Today is bike to work day and I did. Bike to work. But I also rode yesterday because I didn't want to be a poser who only rides on the designated day. Also because it was the first day in a week that wasn't in the mid to high 90s. I like riding because it's all good for me and the environment, but mostly because I can feel smugly superior because it's all good for me and the environment. And I love to feel smugly superior. I really do.

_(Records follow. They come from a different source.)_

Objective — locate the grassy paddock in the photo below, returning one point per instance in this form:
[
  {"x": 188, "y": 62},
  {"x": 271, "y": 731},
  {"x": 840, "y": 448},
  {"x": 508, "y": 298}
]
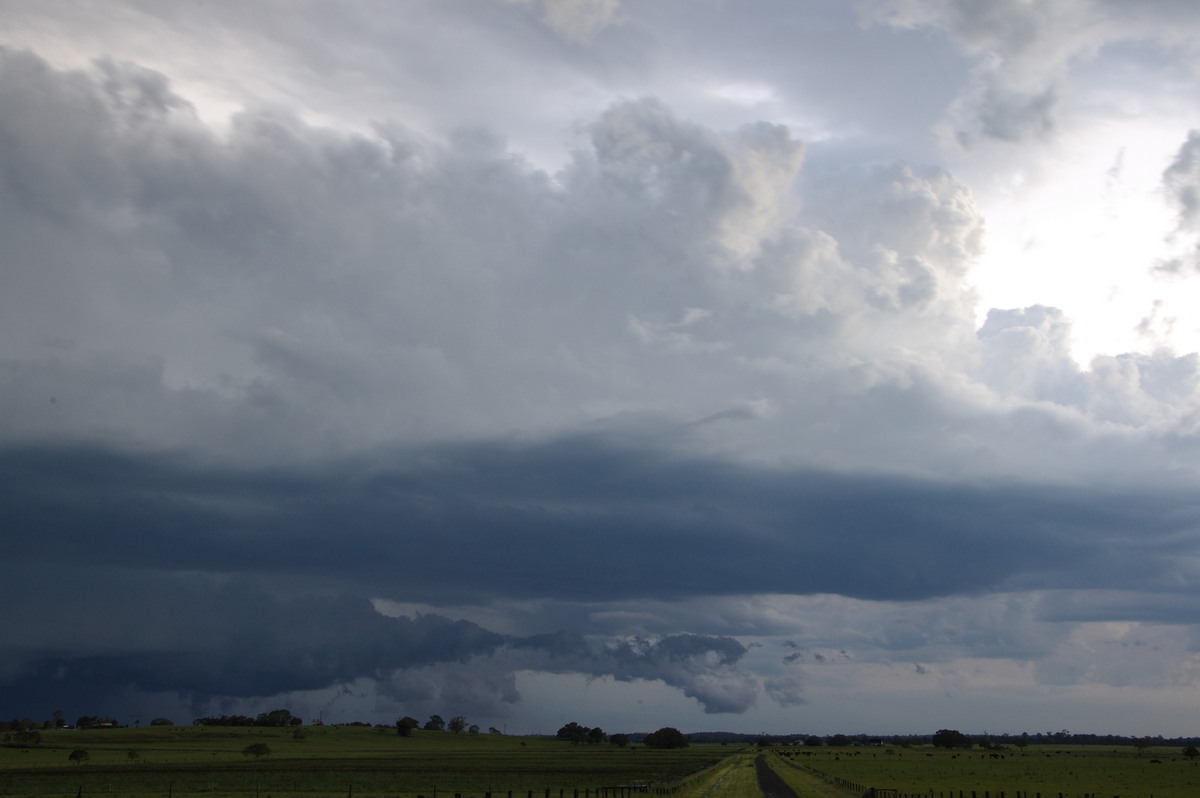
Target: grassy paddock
[
  {"x": 1071, "y": 771},
  {"x": 731, "y": 778},
  {"x": 185, "y": 761}
]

I've worn the shirt that is currently adorning my body exactly twice. The first time was in February 2004 when I went roller skating in black leather pants at
smileattherain's birthday party. And then it sat in my closet for over three years for I don't know what reason. I put it in my pack this morning and thought about trying it on before I got to work to find that it doesn't fit for whatever reason, but shrugged off the thought because I'm incredibly stupid. So, it fits, but it is cut down to my navel. Ok, that might be a slight exaggeration, but it definitely shows large swaths of inappropriate for work mountainous areas of my chestular region. And my bra. Thank Liza for Juanita, She Who Always Has Advil and Safety Pins.
I just got email from my dad containing the sentence "There's also an extraneous comma in the second paragraph that separates a plural predicate incorrectly." Sorry, ladies, he's taken. I'm nerdily proud to be related to a man who can make such an assessment.